Radical Acceptance

What is Radical Acceptance?

Radical acceptance is learning to say yes to life, just as it is, accepting life on life’s terms without resistance because it is not within your control. Radical is complete and total acceptance in your mind, your heart, and your body. 

What has to be accepted and why?

Reality has to be accepted; it is what it is as it is because it is— no more, no less. Whether you choose to accept it or not, the past and the present are factual. If you avoid/refuse to accept the facts, it will not keep it from being true.

Begin to accept that pain and emotion are a part of life, and they don’t have to consume you. Your acceptance is not an agreement with the pain; it is the alternative to avoiding and resisting something you have no control over. Working through emotions with acceptance prevents them from becoming amplified in a manner that affects your behavior, thoughts, and feelings, not to serve you.

  • Refusing to accept reality does not change the facts. 
  • Implementing necessary change that is within your control requires first accepting reality. 
  • Pain can not be avoided; it is nature’s way of signaling that something is wrong.
  • Rejecting reality turns pain into suffering.
  • Refusing to accept reality can keep you stuck in unhappiness, bitterness, anger, sadness, shame, or painful emotions. 
  • Acceptance may lead to sadness, but deep calmness usually follows.

Radical Acceptance Coping Statements!

To begin implementing radical acceptance in your life, you may find it helpful to use a coping statement to remind you that it is what it is as it is because it is— no more, no less.

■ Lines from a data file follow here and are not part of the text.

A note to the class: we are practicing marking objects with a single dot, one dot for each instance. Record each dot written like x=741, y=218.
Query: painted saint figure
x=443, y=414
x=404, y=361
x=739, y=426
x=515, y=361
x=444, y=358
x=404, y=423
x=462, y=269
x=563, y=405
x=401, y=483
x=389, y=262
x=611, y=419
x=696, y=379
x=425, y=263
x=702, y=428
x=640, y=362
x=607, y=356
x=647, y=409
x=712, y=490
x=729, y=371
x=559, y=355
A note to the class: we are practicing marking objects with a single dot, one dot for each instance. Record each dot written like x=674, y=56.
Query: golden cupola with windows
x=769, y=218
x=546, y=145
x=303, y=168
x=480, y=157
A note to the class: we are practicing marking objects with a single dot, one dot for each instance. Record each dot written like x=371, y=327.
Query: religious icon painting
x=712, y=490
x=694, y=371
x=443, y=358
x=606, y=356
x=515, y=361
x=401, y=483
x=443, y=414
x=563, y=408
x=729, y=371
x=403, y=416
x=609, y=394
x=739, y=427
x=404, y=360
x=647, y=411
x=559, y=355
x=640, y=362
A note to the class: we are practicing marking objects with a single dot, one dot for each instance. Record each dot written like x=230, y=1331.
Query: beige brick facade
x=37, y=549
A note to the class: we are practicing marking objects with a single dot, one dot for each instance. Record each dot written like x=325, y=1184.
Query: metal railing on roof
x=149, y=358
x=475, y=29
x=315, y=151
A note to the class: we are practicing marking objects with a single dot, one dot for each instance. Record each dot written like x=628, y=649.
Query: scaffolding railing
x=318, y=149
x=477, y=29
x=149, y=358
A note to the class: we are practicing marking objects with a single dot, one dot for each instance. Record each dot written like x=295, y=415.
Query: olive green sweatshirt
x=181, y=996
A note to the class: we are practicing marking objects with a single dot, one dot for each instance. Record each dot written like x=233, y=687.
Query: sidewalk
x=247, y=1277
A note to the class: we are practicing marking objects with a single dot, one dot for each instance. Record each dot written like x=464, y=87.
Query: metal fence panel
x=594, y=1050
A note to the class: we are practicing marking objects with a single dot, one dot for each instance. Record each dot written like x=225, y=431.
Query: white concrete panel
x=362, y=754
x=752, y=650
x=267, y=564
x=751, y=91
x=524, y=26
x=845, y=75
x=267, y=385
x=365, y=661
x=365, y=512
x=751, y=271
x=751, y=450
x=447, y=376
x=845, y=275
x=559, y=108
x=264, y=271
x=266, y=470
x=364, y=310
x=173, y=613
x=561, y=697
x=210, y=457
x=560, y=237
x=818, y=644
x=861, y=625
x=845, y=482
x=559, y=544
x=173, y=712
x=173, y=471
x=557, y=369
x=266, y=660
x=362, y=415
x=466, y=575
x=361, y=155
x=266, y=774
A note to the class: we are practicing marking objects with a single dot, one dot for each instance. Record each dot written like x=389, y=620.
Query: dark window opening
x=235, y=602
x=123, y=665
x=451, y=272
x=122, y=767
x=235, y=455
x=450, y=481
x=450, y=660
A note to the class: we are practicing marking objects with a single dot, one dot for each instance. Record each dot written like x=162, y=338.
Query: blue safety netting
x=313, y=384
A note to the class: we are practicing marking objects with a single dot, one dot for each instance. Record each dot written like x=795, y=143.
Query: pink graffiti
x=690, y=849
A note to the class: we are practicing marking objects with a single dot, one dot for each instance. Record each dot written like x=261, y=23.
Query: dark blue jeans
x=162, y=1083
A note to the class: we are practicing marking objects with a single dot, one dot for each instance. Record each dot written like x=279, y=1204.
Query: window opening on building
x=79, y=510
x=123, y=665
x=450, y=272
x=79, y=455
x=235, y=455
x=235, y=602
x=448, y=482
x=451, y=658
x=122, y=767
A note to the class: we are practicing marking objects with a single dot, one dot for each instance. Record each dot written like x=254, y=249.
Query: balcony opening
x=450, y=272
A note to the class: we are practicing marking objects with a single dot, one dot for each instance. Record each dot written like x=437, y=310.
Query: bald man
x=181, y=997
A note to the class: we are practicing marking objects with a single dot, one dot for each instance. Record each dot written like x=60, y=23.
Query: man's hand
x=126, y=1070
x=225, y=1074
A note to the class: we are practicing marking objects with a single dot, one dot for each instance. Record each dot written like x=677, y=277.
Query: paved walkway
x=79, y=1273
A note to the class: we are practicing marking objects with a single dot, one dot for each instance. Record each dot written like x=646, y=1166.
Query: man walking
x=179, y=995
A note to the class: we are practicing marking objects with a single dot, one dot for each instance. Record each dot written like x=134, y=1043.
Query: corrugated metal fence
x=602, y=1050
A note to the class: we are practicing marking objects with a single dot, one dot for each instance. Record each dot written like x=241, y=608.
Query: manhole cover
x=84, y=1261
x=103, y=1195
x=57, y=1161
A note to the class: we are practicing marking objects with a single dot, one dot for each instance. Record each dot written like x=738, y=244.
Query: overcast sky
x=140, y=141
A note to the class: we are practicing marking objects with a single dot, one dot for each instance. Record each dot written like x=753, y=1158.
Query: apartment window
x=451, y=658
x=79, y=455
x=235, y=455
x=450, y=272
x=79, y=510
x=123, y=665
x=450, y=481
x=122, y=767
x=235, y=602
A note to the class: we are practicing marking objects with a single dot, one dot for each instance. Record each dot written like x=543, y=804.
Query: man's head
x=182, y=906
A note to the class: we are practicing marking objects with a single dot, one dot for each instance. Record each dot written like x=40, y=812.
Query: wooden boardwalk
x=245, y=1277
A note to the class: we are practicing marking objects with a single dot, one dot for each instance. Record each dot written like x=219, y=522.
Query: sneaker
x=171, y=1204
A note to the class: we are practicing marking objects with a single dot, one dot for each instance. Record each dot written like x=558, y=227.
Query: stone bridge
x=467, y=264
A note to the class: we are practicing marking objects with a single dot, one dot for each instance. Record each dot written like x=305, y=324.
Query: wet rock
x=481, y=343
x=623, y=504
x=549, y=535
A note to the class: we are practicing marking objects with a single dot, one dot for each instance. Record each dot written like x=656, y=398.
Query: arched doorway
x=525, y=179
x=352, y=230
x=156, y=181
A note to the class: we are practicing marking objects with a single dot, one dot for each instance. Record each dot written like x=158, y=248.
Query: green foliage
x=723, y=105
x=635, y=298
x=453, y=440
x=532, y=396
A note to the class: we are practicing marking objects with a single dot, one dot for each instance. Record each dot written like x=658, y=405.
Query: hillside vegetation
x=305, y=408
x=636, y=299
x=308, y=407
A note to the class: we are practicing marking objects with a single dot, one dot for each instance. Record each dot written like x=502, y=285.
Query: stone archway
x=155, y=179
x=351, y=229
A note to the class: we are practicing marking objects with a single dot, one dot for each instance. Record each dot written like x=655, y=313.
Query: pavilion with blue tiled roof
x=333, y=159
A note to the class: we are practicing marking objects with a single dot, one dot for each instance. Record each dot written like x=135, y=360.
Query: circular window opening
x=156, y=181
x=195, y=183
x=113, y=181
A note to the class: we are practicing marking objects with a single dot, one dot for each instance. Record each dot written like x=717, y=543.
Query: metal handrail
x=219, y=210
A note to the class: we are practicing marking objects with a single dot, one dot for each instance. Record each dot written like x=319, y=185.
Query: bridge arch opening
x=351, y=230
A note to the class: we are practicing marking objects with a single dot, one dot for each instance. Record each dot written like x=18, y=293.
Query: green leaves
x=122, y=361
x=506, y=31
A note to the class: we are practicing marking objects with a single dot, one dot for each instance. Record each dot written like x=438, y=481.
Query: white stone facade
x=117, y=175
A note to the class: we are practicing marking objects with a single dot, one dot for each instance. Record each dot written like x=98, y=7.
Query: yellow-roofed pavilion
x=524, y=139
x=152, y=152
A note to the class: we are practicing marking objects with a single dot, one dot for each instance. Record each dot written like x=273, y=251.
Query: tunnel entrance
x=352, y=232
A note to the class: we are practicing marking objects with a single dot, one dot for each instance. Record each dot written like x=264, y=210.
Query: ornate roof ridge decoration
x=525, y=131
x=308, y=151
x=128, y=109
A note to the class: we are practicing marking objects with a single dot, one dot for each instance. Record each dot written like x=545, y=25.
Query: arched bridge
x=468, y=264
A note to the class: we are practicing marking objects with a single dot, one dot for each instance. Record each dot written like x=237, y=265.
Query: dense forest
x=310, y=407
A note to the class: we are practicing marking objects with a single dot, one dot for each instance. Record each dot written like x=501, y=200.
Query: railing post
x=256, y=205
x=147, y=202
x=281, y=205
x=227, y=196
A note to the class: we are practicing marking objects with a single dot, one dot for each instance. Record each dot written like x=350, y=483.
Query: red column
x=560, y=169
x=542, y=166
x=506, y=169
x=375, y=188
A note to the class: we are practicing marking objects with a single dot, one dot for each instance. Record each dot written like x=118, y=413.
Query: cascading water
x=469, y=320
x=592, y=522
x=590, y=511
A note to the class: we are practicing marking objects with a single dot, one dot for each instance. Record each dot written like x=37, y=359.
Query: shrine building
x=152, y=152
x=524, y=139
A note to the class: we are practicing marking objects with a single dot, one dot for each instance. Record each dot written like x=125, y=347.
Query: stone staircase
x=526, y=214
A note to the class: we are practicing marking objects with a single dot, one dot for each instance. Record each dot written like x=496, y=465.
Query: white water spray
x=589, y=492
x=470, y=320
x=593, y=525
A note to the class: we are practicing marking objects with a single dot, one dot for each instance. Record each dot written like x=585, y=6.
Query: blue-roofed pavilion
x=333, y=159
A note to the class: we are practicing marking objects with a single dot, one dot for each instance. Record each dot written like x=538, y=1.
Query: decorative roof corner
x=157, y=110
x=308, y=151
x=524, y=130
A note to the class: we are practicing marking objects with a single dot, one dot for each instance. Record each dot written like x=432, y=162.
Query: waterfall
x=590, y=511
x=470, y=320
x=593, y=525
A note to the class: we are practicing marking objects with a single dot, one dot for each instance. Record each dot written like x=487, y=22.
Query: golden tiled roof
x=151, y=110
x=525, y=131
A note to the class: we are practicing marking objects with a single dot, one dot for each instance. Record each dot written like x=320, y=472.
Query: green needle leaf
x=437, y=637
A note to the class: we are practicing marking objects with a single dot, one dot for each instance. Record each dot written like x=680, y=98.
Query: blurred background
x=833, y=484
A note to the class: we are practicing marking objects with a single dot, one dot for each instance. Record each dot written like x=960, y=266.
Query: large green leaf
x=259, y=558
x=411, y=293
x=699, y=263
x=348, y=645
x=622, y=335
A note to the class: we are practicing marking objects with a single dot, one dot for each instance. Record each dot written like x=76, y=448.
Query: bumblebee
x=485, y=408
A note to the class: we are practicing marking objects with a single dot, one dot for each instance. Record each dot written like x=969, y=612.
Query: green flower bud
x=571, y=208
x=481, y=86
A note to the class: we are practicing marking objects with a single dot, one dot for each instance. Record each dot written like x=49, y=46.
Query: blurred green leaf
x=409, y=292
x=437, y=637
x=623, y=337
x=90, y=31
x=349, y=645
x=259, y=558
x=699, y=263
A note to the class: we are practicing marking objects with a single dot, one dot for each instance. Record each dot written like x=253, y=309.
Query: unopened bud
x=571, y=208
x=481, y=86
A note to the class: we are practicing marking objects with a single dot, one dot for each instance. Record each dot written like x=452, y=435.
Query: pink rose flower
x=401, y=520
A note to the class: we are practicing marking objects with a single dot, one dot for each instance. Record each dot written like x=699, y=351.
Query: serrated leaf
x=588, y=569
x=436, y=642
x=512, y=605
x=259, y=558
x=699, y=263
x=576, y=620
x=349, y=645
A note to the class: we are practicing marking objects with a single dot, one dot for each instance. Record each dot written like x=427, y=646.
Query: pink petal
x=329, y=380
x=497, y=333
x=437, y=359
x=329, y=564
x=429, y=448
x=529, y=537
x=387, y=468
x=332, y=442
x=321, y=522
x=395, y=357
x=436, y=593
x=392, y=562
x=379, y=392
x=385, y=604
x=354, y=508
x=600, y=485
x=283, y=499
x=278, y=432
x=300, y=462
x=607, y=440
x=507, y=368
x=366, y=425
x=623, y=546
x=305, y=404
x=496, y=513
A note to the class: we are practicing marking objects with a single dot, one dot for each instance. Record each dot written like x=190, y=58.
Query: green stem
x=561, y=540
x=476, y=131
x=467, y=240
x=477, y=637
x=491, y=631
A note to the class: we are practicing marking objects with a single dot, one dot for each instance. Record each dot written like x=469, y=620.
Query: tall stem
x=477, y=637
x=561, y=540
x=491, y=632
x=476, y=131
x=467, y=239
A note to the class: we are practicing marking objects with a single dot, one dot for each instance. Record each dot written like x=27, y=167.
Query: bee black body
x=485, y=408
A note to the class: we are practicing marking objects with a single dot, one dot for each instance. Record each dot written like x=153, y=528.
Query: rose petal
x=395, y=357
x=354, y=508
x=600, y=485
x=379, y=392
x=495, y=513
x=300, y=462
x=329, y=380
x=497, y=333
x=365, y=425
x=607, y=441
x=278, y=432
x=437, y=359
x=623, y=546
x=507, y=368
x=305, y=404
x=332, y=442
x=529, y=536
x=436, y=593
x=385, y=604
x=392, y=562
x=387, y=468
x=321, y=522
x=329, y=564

Below are some of my favorite coping statements! 

  • “All the events have led up to now.”
  • “I can’t change what’s already happened.”
  • “Fighting the past only keeps me distracted from my present.”
  • “The present is the only moment I have control over.”
  • “This moment is as it should be, given what’s happened before it.”
  • “This moment is the result of over a million other decisions.” 
  • “The future is not yet happening.”
  • “I will cross that bridge if/when I come to it.”
  • “It is what it is, as it is, because it is— no more, no less.”
I hope that you begin to choose the path that leads to acceptance not resistance.